Gallatin senior Katie Shane, who has been a member of SLAM for two and a half years, said she has seen people become more willing to commit to participating in their movement since the 2016 presidential election.

“I think enthusiasm has changed,” Shane said. “I think people are more inclined to show up to our actions than they have been in the past. When we say things like we have members on our board who are advising [President Donald Trump], that really speaks to them.”

This semester groups like SLAM have ramped up their activity. The group met with NYU President Andrew Hamilton after a walkout during a town hall that was coordinated with NYU Sanctuary, a group demanding that NYU declares itself a sanctuary campus. NYU Divest started a #TrusteeoftheWeek campaign that publicizes the corporate ties of Board of Trustees members.

NYU Sanctuary also met with Hamilton on Tuesday, April 4 to present a list of demands and proposed changes.

Like SLAM, NYU Sanctuary has a horizontal organizational structure and was founded the week after Trump’s election. NYU Sanctuary has several working groups that focus on specific topics such as such as outreach, rapid response, research and education.

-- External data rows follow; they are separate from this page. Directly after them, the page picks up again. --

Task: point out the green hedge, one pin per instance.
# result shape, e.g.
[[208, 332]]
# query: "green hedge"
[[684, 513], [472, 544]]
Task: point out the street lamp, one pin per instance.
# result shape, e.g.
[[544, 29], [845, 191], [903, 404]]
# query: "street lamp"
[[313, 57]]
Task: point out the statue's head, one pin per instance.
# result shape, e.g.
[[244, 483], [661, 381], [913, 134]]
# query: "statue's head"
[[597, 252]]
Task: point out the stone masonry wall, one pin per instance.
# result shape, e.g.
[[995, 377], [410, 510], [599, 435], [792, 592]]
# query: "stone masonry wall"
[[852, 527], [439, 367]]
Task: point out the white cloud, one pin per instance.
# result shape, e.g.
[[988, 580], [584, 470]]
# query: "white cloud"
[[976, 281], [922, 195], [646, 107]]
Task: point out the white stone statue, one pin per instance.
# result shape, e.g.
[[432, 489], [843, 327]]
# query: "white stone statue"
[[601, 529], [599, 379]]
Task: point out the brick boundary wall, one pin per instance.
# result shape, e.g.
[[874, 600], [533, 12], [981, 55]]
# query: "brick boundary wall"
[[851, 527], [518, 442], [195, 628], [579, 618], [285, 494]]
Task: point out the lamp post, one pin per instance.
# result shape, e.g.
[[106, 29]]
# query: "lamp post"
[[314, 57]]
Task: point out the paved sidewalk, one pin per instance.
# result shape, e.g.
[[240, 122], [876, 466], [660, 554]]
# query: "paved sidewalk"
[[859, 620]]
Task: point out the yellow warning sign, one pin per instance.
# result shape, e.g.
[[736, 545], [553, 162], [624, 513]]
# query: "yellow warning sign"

CAS sophomore Izzy Khoufaify, a member of NYU Sanctuary, said that the single-issue focus of the group makes NYU Sanctuary more productive.

“I think when you’re specialized you can get more done,” Khoufaify said.  “We want to show the administration that we are here together. We’re not divided. It’s for the good of the students.”

NYU College Democrats, which has traditionally focused on mainstream politics, also branched out and embraced activism this semester, according to CAS senior Michael DeLuca, the club’s president.

“After November we realized we had to recalibrate and adjust the organization, because we were so optimistic, and we had a focus on politics and campaigning,” DeLuca said. “We really wanted to focus entirely on activism this semester. We knew that people would be coming out to find things to do and our position was to give them the resources and direct them to the places to do the work they were already doing.”

Since the election, College Democrats have reorganized. They created six task forces, focusing on issues such as immigration, women’s health and housing, to identify organizations, causes and actions that can affect change.

“NYU and New York City and these more local levels where we can affect change are really the best area for us,” DeLuca said. “We can write to our senators and call our district offices until our heads explode, but it’s really fighting for issues on campus where we can have an impact in the local area.”